Cow Meetings

There are two barns on a one-dimensional number line located at points \(0\) and \(L\) (with \(1 \le L \le 10^9\)). There are \(N\) cows (\(1 \le N \le 5 \times 10^4\)), each at a distinct position \(x_i\) and having a weight between \(1\) and \(10^3\). Each cow \(i\) moves at a speed of one unit per second, with its initial direction given by \(d_i\) (either \(1\) for the positive direction or \(-1\) for the negative direction). Both cows and barns are considered points.

The cows follow these rules:

• If cow \(i\) reaches a barn (i.e. position \(0\) or \(L\)), it stops moving.
• If two cows \(i\) and \(j\) meet at a point that is not a barn, they immediately exchange velocities. (Note: Because cows exchange speeds when meeting, it can be shown that their motion is equivalent to them passing through each other without changing speeds, though their identities are exchanged.)

Let \(T\) be the earliest time such that the sum of the weights of the cows which have stopped (i.e. reached a barn) is at least half of the total weight of all cows. In other words, if \(W_{total}\) is the total weight, then \(T\) is the minimum time at which the stopped cows have total weight \(\geq \lceil W_{total}/2 \rceil\).

Your task is to determine the total number of meetings (collisions) between pairs of cows that occur during the time interval \([0, T]\), inclusive.
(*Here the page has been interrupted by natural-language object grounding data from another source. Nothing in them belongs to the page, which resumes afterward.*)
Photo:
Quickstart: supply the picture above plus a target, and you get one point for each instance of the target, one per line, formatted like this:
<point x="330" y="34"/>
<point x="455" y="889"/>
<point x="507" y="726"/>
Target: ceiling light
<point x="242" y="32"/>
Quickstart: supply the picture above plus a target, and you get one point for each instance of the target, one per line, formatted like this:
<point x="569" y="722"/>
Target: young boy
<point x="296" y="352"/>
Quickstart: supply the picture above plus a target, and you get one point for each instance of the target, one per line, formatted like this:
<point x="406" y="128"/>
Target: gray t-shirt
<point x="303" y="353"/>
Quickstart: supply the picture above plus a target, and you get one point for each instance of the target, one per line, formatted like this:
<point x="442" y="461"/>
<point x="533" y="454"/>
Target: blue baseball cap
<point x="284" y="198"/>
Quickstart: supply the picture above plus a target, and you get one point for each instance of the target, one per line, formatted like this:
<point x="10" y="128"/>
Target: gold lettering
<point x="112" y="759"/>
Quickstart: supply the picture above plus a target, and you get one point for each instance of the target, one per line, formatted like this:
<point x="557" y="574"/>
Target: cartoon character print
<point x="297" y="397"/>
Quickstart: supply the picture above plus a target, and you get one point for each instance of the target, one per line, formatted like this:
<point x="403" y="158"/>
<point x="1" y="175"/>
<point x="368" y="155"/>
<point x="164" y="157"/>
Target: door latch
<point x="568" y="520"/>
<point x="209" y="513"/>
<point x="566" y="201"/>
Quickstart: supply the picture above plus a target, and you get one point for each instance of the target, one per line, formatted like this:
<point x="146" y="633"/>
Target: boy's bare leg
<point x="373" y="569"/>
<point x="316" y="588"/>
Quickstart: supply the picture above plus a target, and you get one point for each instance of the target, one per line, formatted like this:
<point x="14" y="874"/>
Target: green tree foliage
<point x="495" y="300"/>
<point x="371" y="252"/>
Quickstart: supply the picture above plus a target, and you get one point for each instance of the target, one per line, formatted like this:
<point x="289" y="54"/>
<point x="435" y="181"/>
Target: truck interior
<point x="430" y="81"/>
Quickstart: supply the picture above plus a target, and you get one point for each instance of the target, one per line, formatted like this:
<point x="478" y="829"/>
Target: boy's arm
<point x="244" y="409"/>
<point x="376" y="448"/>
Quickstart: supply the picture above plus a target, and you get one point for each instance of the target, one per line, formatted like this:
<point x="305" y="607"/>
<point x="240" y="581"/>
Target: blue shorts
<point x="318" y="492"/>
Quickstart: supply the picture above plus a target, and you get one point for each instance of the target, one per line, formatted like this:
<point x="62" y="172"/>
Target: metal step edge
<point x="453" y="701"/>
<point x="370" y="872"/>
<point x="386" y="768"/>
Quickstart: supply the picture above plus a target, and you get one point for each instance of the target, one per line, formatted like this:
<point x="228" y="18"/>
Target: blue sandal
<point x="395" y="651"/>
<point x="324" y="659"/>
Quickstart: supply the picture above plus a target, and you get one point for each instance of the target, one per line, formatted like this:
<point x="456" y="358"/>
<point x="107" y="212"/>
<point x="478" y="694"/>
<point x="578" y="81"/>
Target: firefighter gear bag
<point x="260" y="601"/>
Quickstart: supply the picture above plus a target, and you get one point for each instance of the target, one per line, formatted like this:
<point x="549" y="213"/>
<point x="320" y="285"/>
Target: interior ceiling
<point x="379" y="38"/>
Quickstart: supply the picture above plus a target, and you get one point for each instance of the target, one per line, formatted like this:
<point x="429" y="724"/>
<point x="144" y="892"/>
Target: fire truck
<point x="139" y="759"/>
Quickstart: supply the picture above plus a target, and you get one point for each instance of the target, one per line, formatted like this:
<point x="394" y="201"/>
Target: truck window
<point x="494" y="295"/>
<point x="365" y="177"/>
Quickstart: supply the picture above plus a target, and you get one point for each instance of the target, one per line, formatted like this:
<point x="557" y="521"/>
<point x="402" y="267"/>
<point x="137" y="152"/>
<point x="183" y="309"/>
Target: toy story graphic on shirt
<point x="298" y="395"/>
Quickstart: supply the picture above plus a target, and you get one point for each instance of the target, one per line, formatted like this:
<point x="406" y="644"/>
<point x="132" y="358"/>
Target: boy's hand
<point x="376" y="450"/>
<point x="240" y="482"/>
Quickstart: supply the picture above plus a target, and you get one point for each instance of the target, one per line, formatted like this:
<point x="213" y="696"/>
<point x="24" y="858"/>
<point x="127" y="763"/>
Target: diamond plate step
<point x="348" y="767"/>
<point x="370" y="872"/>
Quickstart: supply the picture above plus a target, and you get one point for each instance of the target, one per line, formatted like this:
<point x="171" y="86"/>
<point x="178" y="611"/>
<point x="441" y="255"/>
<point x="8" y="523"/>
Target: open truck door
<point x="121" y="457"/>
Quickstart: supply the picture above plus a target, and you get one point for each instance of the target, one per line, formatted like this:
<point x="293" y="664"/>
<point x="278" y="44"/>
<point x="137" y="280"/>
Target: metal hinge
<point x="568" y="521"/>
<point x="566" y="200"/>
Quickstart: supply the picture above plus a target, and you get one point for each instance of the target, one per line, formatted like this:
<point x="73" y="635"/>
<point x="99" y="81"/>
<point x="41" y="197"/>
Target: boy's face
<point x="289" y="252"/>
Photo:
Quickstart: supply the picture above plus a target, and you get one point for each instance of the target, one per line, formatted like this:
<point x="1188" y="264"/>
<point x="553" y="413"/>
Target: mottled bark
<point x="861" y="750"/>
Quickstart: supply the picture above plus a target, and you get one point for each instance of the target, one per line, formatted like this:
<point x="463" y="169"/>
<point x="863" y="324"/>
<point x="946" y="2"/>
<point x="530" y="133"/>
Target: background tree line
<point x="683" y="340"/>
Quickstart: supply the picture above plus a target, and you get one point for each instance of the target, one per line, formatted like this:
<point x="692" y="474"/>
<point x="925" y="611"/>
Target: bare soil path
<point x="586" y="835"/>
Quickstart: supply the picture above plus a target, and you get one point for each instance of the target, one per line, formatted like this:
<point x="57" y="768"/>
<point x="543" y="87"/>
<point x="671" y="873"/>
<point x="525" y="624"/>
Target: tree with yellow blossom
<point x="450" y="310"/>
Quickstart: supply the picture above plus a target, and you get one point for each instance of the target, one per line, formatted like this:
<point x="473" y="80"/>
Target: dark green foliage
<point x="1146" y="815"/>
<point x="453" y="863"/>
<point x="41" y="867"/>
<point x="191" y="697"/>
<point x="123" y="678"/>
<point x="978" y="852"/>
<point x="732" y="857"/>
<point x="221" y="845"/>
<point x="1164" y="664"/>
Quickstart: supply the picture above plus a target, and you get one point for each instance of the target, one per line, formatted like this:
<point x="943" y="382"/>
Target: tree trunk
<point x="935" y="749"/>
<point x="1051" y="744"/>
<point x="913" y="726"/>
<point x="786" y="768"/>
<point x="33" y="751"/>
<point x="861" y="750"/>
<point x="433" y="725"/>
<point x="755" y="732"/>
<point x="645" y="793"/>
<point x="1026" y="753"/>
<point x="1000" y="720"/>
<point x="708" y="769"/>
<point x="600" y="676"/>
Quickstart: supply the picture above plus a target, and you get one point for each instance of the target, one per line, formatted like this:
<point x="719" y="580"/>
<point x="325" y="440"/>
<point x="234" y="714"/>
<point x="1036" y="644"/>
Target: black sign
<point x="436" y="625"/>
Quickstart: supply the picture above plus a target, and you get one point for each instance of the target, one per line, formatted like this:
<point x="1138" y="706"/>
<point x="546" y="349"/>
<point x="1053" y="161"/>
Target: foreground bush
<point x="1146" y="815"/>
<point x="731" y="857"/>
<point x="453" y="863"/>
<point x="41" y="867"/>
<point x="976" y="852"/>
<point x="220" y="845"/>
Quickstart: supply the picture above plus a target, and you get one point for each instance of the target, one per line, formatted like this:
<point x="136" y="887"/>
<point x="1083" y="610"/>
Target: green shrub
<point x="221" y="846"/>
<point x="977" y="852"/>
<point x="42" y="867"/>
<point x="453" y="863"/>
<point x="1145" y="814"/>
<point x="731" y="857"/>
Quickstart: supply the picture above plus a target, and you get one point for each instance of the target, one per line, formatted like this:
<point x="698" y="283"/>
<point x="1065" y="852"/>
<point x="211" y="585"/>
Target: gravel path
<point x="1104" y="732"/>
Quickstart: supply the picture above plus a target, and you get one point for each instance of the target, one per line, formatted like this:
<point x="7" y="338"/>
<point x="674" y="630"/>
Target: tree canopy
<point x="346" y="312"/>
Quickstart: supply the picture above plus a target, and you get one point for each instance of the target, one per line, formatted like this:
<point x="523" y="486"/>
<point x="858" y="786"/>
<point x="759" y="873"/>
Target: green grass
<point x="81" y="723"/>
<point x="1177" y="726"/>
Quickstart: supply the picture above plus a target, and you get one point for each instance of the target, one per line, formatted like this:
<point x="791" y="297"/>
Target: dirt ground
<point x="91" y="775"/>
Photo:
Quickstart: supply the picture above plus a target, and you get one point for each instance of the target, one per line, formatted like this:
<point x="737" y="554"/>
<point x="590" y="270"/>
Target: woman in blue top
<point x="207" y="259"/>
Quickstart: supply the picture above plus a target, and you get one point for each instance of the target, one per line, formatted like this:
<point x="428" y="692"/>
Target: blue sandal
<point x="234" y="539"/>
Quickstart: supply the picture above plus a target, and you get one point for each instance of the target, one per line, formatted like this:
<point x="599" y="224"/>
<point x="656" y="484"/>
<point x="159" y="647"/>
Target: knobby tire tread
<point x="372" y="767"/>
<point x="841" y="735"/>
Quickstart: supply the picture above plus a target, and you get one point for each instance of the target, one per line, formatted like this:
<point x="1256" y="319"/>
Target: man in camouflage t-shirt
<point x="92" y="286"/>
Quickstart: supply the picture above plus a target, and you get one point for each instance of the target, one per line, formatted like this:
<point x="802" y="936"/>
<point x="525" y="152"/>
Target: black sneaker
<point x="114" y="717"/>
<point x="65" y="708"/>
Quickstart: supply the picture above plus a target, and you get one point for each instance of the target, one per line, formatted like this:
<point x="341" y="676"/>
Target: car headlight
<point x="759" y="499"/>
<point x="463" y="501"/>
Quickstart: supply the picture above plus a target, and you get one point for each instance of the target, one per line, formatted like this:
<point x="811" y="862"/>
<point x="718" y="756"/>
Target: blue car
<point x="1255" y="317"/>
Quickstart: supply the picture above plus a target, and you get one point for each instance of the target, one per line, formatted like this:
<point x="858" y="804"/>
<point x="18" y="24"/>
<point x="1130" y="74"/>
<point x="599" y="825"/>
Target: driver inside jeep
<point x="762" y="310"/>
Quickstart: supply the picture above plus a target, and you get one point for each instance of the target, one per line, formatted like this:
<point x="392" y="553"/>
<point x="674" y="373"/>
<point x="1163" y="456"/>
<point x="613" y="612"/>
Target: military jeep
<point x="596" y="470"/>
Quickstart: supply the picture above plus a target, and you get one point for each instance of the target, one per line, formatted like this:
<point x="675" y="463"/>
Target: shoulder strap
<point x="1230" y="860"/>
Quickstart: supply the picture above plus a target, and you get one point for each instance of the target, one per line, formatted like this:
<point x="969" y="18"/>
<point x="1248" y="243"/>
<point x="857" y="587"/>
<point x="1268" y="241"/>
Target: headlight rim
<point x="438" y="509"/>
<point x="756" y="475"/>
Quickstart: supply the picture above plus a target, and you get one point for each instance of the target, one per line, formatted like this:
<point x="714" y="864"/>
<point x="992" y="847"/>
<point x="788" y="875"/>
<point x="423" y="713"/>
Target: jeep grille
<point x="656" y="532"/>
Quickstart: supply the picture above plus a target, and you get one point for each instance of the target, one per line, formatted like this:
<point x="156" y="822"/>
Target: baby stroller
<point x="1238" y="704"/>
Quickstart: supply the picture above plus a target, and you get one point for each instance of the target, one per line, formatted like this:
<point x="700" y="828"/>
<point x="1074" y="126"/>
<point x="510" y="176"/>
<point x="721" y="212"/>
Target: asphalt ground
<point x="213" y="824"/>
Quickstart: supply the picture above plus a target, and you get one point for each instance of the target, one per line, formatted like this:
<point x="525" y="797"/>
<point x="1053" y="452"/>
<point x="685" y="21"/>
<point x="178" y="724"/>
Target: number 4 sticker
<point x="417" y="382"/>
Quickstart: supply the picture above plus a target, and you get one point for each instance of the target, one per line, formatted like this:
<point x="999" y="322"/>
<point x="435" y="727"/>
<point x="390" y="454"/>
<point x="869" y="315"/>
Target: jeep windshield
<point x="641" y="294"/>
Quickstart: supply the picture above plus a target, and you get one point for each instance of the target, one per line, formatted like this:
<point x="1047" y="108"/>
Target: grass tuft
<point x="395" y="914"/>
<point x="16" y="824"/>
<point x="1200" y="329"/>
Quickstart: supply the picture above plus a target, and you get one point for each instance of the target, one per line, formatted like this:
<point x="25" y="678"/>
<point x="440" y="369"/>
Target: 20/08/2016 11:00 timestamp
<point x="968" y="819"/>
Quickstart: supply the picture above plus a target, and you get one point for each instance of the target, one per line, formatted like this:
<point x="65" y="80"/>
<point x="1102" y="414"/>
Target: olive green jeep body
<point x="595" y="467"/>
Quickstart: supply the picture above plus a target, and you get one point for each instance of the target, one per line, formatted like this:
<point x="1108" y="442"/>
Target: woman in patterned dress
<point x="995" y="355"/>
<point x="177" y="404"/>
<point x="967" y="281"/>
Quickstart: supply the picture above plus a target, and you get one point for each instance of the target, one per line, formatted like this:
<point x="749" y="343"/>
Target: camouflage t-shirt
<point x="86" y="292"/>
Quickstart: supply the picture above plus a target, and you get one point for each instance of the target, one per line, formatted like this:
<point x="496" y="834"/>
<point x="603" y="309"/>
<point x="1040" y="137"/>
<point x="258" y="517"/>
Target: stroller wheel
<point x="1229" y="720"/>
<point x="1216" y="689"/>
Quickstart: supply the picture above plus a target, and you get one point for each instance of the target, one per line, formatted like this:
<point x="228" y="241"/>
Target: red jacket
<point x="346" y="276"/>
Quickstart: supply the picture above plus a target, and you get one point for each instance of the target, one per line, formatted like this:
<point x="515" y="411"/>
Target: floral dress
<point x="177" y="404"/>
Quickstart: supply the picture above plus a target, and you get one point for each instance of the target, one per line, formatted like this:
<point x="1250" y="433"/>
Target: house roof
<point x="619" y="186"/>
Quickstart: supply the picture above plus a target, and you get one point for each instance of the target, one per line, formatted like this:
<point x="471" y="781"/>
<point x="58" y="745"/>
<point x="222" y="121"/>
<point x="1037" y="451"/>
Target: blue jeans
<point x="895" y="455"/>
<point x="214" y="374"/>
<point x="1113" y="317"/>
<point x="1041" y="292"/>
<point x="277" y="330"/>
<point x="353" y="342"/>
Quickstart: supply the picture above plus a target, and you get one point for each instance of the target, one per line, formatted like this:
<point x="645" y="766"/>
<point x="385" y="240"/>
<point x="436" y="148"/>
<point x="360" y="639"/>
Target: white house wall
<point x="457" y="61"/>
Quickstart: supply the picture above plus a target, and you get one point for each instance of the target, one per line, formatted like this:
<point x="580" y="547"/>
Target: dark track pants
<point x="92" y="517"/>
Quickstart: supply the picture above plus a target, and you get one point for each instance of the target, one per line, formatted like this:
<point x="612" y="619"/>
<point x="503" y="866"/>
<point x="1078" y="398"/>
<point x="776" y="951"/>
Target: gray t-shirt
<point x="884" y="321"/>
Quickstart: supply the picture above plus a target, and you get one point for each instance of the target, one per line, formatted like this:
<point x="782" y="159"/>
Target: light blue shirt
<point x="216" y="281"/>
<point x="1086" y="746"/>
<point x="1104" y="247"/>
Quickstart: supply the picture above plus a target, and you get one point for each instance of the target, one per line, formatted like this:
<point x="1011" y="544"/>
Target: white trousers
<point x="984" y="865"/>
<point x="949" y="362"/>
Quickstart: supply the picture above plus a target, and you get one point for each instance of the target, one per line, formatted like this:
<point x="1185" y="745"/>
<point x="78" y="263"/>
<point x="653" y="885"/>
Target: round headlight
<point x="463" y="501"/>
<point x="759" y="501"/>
Hint: Due to the exchange of velocities upon meeting, the cows' motion is equivalent to them continuing along their initial path (``ghost'' cows). A pair of cows, one moving right and the other moving left, will meet at time \(\frac{x_j - x_i}{2}\) if they start at positions \(x_i < x_j\). Count such pairs with \(\frac{x_j - x_i}{2} \le T\). Also, note that the identity of the cows that reach the barns (and hence the time \(T\)) can be determined by ordering the cows by position and simulating barn exits from the two ends. For a cow with ghost exit, the exit time is:

• If moving left: \(x_i\).
• If moving right: \(L - x_i\).

One can simulate exit events by processing cows in increasing order (for the left barn) and in decreasing order (for the right barn) until the cumulative weight of cows that have exited reaches at least \(\lceil W_{total}/2 \rceil\). Let \(T\) be the exit time of the last cow that makes the cumulative weight reach this threshold.

inputFormat

The first line contains two integers \(N\) and \(L\): the number of cows and the position of the right barn. The next \(N\) lines each contain three integers \(x_i\), \(w_i\) and \(d_i\), representing the initial position, weight, and direction of the cow. It is guaranteed that the \(x_i\)'s are distinct and \(d_i\) is either \(1\) (moving right) or \(-1\) (moving left).

outputFormat

Output a single integer — the total number of meetings between cows that occur during the time interval \([0, T]\), inclusive.

sample

3 5
1 1 1
2 2 -1
3 1 -1

2